In case you harbor any doubt that humiliation, domination,
and perpetrator self-aggrandizement, not sex, is the motive behind rape, check
out Unbelievable, a Netflix series
that began Fri., the 13th. It’s the dramatization of real case reporting done
for ProPublica by T. Christian Miller & Ken Armstrong. More importantly, it was directed by Susannah
Grant, who did not succumb—as Hollywood men can’t seem to resist—to the
temptation of casting pretty women as rape victims.
While Unbelievable is a more-satisfying-than-average
police procedural with Toni Collette and Merritt Wever playing the intriguingly
contrasted lead detectives, the authencity of the rape victims is key to its
plausibility. Here, Unbelievable goes
above and beyond brave and true: one is a 50-going-on-60 gray matron, working
in a food service; another is a plumpish, retiring 20 or 30-something, living
in a strange city away from any support network, if she even had one where she
came from. I surmised she left because she didn’t.
Make no mistake, that is a victim
hallmark, or so the literature I read on the topic, when I got drafted onto the
Rape Task Force in the 70s as a National Organization of Women (NOW) member in
my Denver days.
The
quintessential victim is Marie Adler, attractive enough, but so cowed by the
foster care system, which has never stood by her or helped her stand up for
herself, that the minute police detectives doubt her, she begins to doubt
herself. So thoroughly undermined by the
system, Marie is incapable of outrage till the thing turns around, but before
that, she can’t mobilize even her natural allies. No less go looking for any!

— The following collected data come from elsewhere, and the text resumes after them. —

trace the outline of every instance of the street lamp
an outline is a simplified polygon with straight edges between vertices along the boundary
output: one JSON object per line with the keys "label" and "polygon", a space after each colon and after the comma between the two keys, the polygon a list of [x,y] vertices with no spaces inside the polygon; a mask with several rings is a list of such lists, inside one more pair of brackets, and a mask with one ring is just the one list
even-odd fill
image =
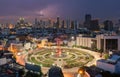
{"label": "street lamp", "polygon": [[85,69],[84,68],[79,68],[77,77],[84,77],[84,74],[85,74]]}
{"label": "street lamp", "polygon": [[93,48],[93,43],[94,43],[94,42],[93,42],[93,41],[91,41],[90,43],[91,43],[91,49],[92,49],[92,48]]}
{"label": "street lamp", "polygon": [[79,74],[83,74],[83,70],[79,70],[78,73],[79,73]]}
{"label": "street lamp", "polygon": [[71,39],[74,40],[74,36],[72,36]]}
{"label": "street lamp", "polygon": [[71,44],[72,46],[75,46],[75,37],[74,36],[71,37],[71,43],[72,43]]}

(In feminist organization or…)
Of course, to get good drama, you need
“bad guys,” and in this film they are a
couple “desk sergeant” types who refuse to believe Marie, (hence the title) and
extend her foster-care-victimization right through the rape investigation up to
filing a complaint against her for a false reporting of a crime. The viewer can get
outraged if she isn’t—part of what makes this so satisfying, I suspect.
Most of the time, though, the
police dealing with rape victims if it is a special unit, are savvy and sympathetic—at least in
the early 70s Denver NOW Task Force believed they were in the victim’s corner. The attitude of the courts/public was the problem.
Which, of course, brings us all to the scary place of knowing a guy like Brett Kavanaugh is sitting on a court, any court.